ST ANDREWS, Scotland (Reuters) - The chief of Britain's foreign intelligence service warned the Kremlin on Monday not to underestimate the West after a brazen nerve agent attack on a retired double agent in England stoked fears about Russian covert activity abroad.

In his second major speech since being named in 2014 to head the Secret Intelligence Service, or MI6, Alex Younger said Russia has a stance of "perpetual confrontation" with the West.

After the attack on Sergei Skripal, a former Russian military intelligence officer who betrayed dozens of agents to MI6, Britain's allies in Europe and the United States took its side and ordered the biggest expulsion of Russian diplomats since the height of the Cold War.

Britain identified the nerve agent deployed in the English town of Salisbury as Novichok, a highly potent group of nerve agents developed by the Soviet military in the 1970s and 1980s.
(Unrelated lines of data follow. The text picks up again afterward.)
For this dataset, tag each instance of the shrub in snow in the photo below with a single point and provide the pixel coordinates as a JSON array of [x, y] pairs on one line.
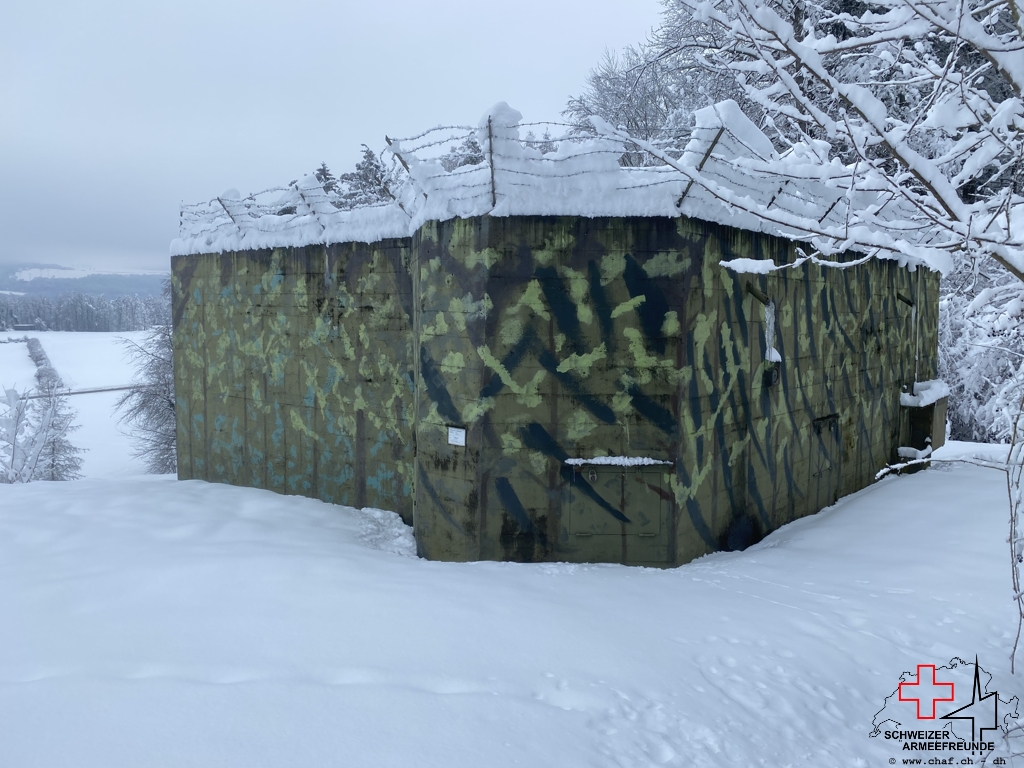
[[981, 352]]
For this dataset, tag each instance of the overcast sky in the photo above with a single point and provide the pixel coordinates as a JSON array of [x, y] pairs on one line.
[[114, 113]]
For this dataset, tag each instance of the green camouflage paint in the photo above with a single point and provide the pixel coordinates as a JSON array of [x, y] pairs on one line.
[[337, 372]]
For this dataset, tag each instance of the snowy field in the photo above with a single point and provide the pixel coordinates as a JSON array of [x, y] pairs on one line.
[[148, 622], [84, 360], [16, 368]]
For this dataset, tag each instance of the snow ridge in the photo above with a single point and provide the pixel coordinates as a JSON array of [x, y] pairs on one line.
[[725, 174]]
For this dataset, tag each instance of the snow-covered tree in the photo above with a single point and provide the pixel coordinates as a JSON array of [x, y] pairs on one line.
[[370, 183], [27, 427], [651, 90], [467, 153], [327, 179], [147, 409], [910, 114], [58, 459]]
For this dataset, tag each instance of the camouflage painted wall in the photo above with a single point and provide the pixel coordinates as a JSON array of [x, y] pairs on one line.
[[293, 372], [549, 339]]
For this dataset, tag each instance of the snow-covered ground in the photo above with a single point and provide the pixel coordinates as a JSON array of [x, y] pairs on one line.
[[84, 360], [16, 368], [148, 622]]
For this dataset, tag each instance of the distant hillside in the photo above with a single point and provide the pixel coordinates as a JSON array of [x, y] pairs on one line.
[[41, 281]]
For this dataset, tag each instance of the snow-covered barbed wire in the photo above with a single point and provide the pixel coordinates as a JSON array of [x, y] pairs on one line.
[[725, 171]]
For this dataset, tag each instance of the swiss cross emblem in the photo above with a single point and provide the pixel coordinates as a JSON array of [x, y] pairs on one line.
[[926, 691]]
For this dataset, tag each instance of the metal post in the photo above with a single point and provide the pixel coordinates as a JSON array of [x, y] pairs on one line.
[[491, 151]]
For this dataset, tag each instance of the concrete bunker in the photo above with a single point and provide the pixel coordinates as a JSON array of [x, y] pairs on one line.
[[539, 388]]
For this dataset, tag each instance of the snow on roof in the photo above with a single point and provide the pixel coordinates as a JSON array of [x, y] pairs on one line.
[[576, 175]]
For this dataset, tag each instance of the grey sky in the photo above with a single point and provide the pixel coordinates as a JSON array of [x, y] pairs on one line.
[[113, 113]]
"The Russian state used a military-grade chemical weapon on UK soil," Younger told students at the University of St Andrews in Scotland where he once studied economics and computer science before joining the British army.

"Our intention is for the Russian state to conclude that, whatever the benefits it thinks it is accruing from this activity, they are not worth the risk," he said.

Moscow has repeatedly denied involvement and accused British intelligence agencies of staging the attack to stoke anti-Russian hysteria.

"I should emphasize that even as the Russian state seeks to destabilize us, we do not seek to destabilize Russia. We do not seek escalation," Younger said.

Younger, 55, said that Britain's spies have thwarted multiple Islamic State plots originating overseas.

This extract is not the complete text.